Well, what a night.
When the exit polls were announced a 10pm, it was a shock to us all - the General Election has resulted in a ‘Hung Parliament’.
This is because the Conservatives have the largest vote share, but insufficient MPs to hit the 326 threshold to form a majority government.
A party must win 326 (just over half) of the 650 seats in the House of Commons in order to win an absolute majority. However, in reality the winning threshold is 323, as MPs from Northern Irish party Sinn Fein don't attend parliament, as a matter of longstanding principle.
On rare occasions, the winning party does not gain enough seats to form an absolute majority, i.e. it has won fewer seats than all the other parties put together.

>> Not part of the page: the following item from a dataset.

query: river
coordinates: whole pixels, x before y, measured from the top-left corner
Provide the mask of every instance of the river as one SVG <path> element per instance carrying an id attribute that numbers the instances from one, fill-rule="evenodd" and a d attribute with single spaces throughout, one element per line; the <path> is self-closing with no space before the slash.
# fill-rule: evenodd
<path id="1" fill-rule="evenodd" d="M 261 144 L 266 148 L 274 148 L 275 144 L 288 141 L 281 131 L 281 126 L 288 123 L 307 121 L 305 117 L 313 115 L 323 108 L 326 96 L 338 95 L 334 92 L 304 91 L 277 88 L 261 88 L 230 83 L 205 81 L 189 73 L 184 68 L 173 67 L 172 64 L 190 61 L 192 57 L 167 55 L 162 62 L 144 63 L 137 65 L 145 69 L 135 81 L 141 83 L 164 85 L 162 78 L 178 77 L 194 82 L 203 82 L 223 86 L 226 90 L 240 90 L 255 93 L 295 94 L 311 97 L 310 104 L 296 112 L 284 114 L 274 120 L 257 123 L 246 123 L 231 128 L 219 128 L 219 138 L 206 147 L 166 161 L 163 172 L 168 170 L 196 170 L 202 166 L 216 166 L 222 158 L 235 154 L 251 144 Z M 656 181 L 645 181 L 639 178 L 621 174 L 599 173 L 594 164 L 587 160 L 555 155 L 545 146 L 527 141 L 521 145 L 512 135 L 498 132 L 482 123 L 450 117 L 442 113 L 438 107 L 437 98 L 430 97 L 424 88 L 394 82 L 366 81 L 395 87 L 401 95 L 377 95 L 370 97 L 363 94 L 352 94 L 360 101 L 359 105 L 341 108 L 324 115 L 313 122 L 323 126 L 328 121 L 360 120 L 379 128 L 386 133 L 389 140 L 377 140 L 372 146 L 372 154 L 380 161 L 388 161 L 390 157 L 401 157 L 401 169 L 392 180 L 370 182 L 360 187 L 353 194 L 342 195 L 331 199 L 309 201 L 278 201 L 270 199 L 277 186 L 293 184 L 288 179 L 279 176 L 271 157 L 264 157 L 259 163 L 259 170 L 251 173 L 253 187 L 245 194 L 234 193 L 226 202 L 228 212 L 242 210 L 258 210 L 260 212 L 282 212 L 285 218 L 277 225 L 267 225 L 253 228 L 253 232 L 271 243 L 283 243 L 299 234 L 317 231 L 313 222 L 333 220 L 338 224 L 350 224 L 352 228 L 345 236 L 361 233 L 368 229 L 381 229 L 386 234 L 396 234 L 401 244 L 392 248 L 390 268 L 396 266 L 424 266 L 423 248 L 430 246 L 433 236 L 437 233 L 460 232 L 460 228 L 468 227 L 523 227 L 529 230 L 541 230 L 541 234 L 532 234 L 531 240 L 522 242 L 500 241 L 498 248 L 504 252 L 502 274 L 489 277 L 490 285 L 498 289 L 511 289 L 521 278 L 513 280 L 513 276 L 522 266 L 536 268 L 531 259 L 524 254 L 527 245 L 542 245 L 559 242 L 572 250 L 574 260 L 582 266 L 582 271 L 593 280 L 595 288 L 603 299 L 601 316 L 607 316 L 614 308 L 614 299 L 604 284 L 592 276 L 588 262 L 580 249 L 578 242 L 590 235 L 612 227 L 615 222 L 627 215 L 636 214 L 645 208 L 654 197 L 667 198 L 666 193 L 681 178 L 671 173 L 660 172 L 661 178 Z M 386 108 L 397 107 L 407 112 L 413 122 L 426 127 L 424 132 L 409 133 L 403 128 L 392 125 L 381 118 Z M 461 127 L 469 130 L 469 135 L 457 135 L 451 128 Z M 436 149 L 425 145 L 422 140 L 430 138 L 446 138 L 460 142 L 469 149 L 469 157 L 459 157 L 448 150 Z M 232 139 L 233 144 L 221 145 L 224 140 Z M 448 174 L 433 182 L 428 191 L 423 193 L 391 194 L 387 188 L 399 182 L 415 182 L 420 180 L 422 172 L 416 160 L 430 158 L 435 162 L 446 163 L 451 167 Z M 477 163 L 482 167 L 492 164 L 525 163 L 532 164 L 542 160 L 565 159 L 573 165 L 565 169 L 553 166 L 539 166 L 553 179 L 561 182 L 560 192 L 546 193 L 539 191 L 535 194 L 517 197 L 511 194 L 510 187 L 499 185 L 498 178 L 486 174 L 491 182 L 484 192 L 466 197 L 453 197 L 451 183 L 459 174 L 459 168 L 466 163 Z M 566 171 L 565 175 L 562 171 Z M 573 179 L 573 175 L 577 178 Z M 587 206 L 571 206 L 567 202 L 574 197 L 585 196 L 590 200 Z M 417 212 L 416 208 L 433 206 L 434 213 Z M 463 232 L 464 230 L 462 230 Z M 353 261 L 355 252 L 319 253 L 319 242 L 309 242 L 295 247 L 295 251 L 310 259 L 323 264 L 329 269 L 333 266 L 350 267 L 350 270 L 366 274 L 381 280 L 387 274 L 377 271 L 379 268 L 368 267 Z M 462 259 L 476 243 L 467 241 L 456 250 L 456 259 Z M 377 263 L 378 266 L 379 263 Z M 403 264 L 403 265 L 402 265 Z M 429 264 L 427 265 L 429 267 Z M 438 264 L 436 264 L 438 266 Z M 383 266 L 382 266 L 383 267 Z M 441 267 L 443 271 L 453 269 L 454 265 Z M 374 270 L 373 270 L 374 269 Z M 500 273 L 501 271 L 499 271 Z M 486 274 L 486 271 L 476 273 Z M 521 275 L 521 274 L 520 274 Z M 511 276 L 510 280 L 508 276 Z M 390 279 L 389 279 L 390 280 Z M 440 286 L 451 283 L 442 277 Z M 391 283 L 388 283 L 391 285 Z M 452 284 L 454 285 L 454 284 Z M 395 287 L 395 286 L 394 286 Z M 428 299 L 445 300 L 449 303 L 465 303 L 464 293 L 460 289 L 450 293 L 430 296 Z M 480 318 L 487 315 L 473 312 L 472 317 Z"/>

This is "a hung parliament."
So what happens now?
- The conservatives could persuade another party or parties to support them with a so-called "confidence and supply" arrangement
- The conservatives or opposition could try to create a formal coalition by officially joining up with one or more party in the House of Commons to form a government with an absolute majority. Conservative sources are supposedly meeting with the DUP at present.
- Go it alone. The winning party could decide to take a huge risk and try to run a government without an absolute majority. Parties that have tried this throughout British political history have not tended to last very long.
It may be that some of the Conservative Manifesto promises that relied on a large majority will now no longer go ahead (e.g. grammar schools).
We are once again in politically unprecedented times but one of the positives we can draw upon is the increase in younger voters taking to the polls this year. Early reports suggest that 72% of 18-24 year olds voted which is a huge increase on previous years when youth turnout was only around 40%. Overall participation in the election is also up and at almost 70% of the population is the highest turnout since 1997.
More detail is emerging as I write this; we’ll keep you posted once a clearer picture emerges.